Lale, sebelum dijebloskan di kamp konsentrasi Auschwitz, adalah pemuda flamboyan yang menyukai keindahan. Tahun 1942 dia digiring masuk ke penjara Auschwitz bersama ratusan atau ribuan tahanan lainnya. Nasib baik karena ia mampu menguasai beberapa bahasa, membawanya menjalani pekerjaan sebagai juru tattoo di kamp penjara tersebut. Apa pekerjaannya? Sebagai juru tattoo, ia harus menato angka-angka pada para tahanan yang datang ke tempat tersebut. Ngga peduli muda, tua, laki-laki perempuan, semua harus diberi tanda berupa tattoo.
Para pendatang dari penjuru entah mana, harus diberi angka, dan bekerja dibawah pengawasan para serdadu Jerman. Mereka yang lemah tak berguna, segera berakhir di ujung senapan. Mereka yang tak bisa melewati musim dingin, harus mati kedinginan. Mereka yang tak bisa bertahan karena lapar, mati karena kelaparan. Dan mereka yang tidak beruntung, harus masuk krematorium untuk digodog bersama-sama.
Di tengah kecamuk perang di luar, dan sadisnya penjara Auschwitz, Lale menemukan secercah cahaya harapan, bernama Gita. Mereka saling berjanji untuk terus kuat, bertahan, dan keluar bersama-sama. Karena ini cerita pengalaman Lale, tentu saja saya tahu bahwa Lale akan selamat dari penjara kelam tersebut. Namun, tak ayal, cerita-cerita para penghuni kamp lainnya cukup mencekam dan membuat hati pedih. Mereka yang datang ke penjara tanpa kesalahan yang jelas, dan bahkan mereka bukan Yahudi, target utama dari operasi holocaust ini, tetap mengalami nasib yang sama.

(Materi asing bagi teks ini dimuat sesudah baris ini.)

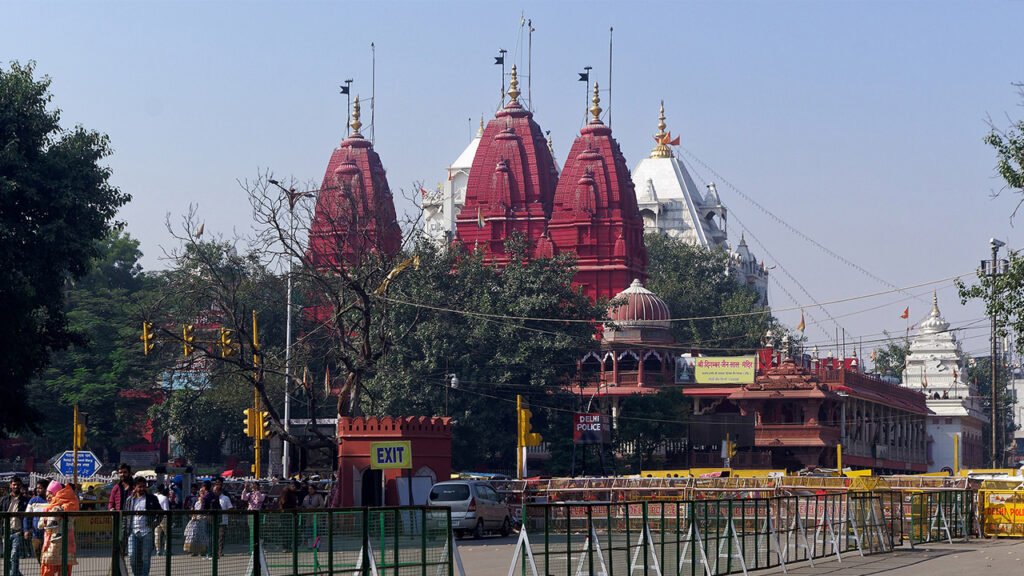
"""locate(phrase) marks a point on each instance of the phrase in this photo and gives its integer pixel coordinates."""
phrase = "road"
(493, 556)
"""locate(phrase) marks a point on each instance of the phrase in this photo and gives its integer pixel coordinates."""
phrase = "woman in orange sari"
(60, 498)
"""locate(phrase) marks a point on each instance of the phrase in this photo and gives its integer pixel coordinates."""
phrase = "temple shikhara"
(507, 182)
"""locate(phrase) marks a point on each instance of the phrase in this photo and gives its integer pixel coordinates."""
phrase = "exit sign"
(390, 455)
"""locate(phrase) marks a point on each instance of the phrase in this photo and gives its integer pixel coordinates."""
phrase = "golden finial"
(355, 124)
(595, 110)
(514, 87)
(662, 150)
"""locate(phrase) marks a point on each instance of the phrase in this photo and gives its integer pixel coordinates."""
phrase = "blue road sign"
(87, 463)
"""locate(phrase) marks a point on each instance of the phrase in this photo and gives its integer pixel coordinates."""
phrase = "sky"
(858, 124)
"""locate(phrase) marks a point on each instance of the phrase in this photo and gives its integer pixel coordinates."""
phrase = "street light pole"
(293, 197)
(993, 274)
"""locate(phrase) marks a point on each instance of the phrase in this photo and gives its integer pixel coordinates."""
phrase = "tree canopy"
(55, 203)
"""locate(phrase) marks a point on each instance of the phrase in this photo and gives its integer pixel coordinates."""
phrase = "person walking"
(58, 553)
(122, 490)
(37, 502)
(197, 538)
(20, 528)
(223, 503)
(160, 532)
(253, 496)
(139, 526)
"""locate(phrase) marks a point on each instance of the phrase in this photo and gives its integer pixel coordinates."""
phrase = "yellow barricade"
(1001, 508)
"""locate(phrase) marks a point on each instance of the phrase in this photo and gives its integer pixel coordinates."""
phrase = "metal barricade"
(407, 540)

Meski diceritakan dengan cukup runtut dan deskripsi yang lumayan, tapi entah kenapa saya membaca buku ini dengan agak setengah hati. Apalagi ketika Lale mulai dimabuk asmara dengan Gita, adegan mereka bercinta ini sungguh membuat saya hilang mood. Di saat yang lain mati dengan penderitaan mereka, Lale dan Gita bisa mengecap madu asmara mereka. Kayaknya kok ngga adil saja sih. Sejauh saya membaca novel berlatar belakang holocaust, baru ini yang membuat saya sedikit terganggu. Yah, oke lah, ada sedikit bumbu manis di luar kesadisan tentara SS ini, tapi yah, sudah lah. Kayak film Amerika yang kalo ngga ada adegan ho-oh kurang mantap hahaha...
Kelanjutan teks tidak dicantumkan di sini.